The concept of buying stock in a company originated with the Romans, but really got going in the Middle Ages. It gave business owners a way to raise money and share risk, and gave those with a little spare cash the chance at more spare cash. For a very long time, buying and selling stock was the provenance of the super rich - royalty and merchant princes owned shares of trading vessels and exploratory expeditions and got even more obscenely rich.
When companies issued stock, they were able to sell on the very attractive promise of future riches. But customers also understood the very real risks. Ships went missing at sea, were taken by pirates, or were run aground by the exotic illnesses the New World offered. It was a gamble, and everyone knew it.
Remnants of that system can be found in the pages of the documents filed with every IPO. There's a section called "Risk Factors." Ideally, it talks about all of the ways that the company issuing the stock could possibly go down the tubes. But nobody reads that section. In fact, there are those who live their lives in denial that the Risk Factors section and its contents even exist. They are large-scale shareholders.
In the "Greed Is Good" 1980s, this class of shareholders was at the root of hostile takeovers and leveraged buyouts where one company acquired another by buying up most of its stock. The problem is that once the dust settles, the acquiring company is saddled with the debt it took on - debt backed by shareholders with expectations of rising value. Large-scale shareholders vote with their money. If they don't believe a company is doing what it should to make money for them, they sell their shares, driving the value down.
Investors like billionaire Carl Icahn, who buys large interests in companies and then proceeds to bully them about their business practices until they capitulate to his demands (not all of which are successful) have changed the equation. Icahn flogs CEOs and boards to fulfill his ever-more-greedy demands, creating a system where businesses are no longer run for the benefit of consumers, but solely for the satisfaction of shareholders. They take return on investment not as a bonus, but as a guarantee.

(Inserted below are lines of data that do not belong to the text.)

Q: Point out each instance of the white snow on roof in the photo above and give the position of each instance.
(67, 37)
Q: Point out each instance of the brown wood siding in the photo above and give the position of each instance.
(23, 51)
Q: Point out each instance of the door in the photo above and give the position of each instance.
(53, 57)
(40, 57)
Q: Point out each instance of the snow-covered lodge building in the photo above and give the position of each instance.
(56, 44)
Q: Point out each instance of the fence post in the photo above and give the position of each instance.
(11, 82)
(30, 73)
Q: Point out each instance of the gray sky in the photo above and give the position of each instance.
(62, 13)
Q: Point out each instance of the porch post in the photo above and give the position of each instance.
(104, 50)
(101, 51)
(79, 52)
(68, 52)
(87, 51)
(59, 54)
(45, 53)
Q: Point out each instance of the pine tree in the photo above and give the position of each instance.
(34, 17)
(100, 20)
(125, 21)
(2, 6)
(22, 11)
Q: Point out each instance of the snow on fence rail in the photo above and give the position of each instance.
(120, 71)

This demand for profit, regardless of market realities, has led to the kind of relaxation of rules that allowed men like Bernard Madoff to go without scrutiny for so long. Relaxation that allowed companies to take individual bad loans and turn them into bundles of good loans that were then sold on to large investment conglomerates. The demand for profit has led directly to the near-collapse of the American banking system, the entire collapse of American credit, and the depression (let's call it what it is) that we're in.
Chairman Mao's Great Leap Forward ran aground after only two years, but it took several more years for the repercussions to play themselves out. Mao's vision of a China that was America's economic equal did happen, but it happened twenty years later and under a much changed economic system than Mao envisioned.
American laissez-faire capitalism is like a kind of slow-motion Maoist communism. It is just as inexorably running aground, with Carl Icahn and his ilk at the helm, calling down to the engine room for more steam.